Friday, February 13, 2026

Archdiocese of Hamburg wants its own abuse study

The Archdiocese of Hamburg is in favour of its own comprehensive review study on cases of sexualised violence. 

The aim is a new gain in knowledge in order to derive further concrete steps from this, said Vicar General Sascha-Philipp Geißler of the "Neue Kirchenzeitung". 

According to the deputy of Archbishop Stefan Hesse, the Independent Commission for Reappraisal of North (UAK) is in discussion.

So far, there is no separate scientific abuse study for the entire Archdiocese of Hamburg, which includes around 340,000 Catholics in Hamburg, Schleswig-Holstein and Mecklenburg. 

There is only one study for the particularly affected part of Mecklenburg and a study for the diocese of Osnabrück, which included large parts of the present-day archdiocese of Hamburg until 1995. 

The UAK Nord, the joint commission of the dioceses of Hamburg, Osnabrück and Hildesheim, sees this as a gap.

Privacy dispute blocks file inspection

The criticism that Hamburg proceeds more slowly than the neighboring bishoprics in the reprocessing, Geißler rejected. "Speed is less important to me than thoroughness." 

Currently, proceedings are still ongoing before the interdiocesan data protection court on issues of disclosure of case reports and the responsibility of the UAK. "We have to wait and see what this UAK-strained procedure yields."

The procedure concerns the question of whether the archdiocese of the UAK must at least grant anonymised access to the files even without the individual consents of the persons concerned. 

The Archdiocese has so far rejected this with reference to data protection. 

The UAK sees itself as significantly hindered in its work and has therefore sued against the interpretation of data protection by the archdiocese.

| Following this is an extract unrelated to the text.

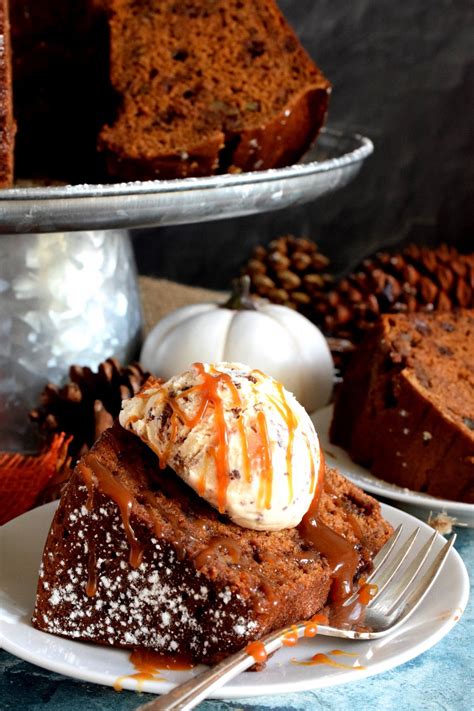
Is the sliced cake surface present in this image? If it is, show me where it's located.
[100,0,330,179]
[331,310,474,502]
[33,424,391,662]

The procedure has been going on for several months.

Two accused priests continue to be deployed

"It hurts me when we are held up, we would wall there," Geißler said. "In our country, the fundamental right to informational self-determination of every natural person applies, and we must take this seriously." 

Data protection is not protection of the crime, but determines scope for the processing.

Geißler acknowledged that there were cases in which accused priests continued to work to those affected despite benefits paid because there was no court-approved evidence or admissions of guilt. 

"We actually have two accused priests who act as retirees in the worship field but otherwise bear no responsibility," he said. "I can understand the perspective of those affected well that this seems unbearable and is being questioned." However, as long as no one is legally convicted, the presumption of innocence applies.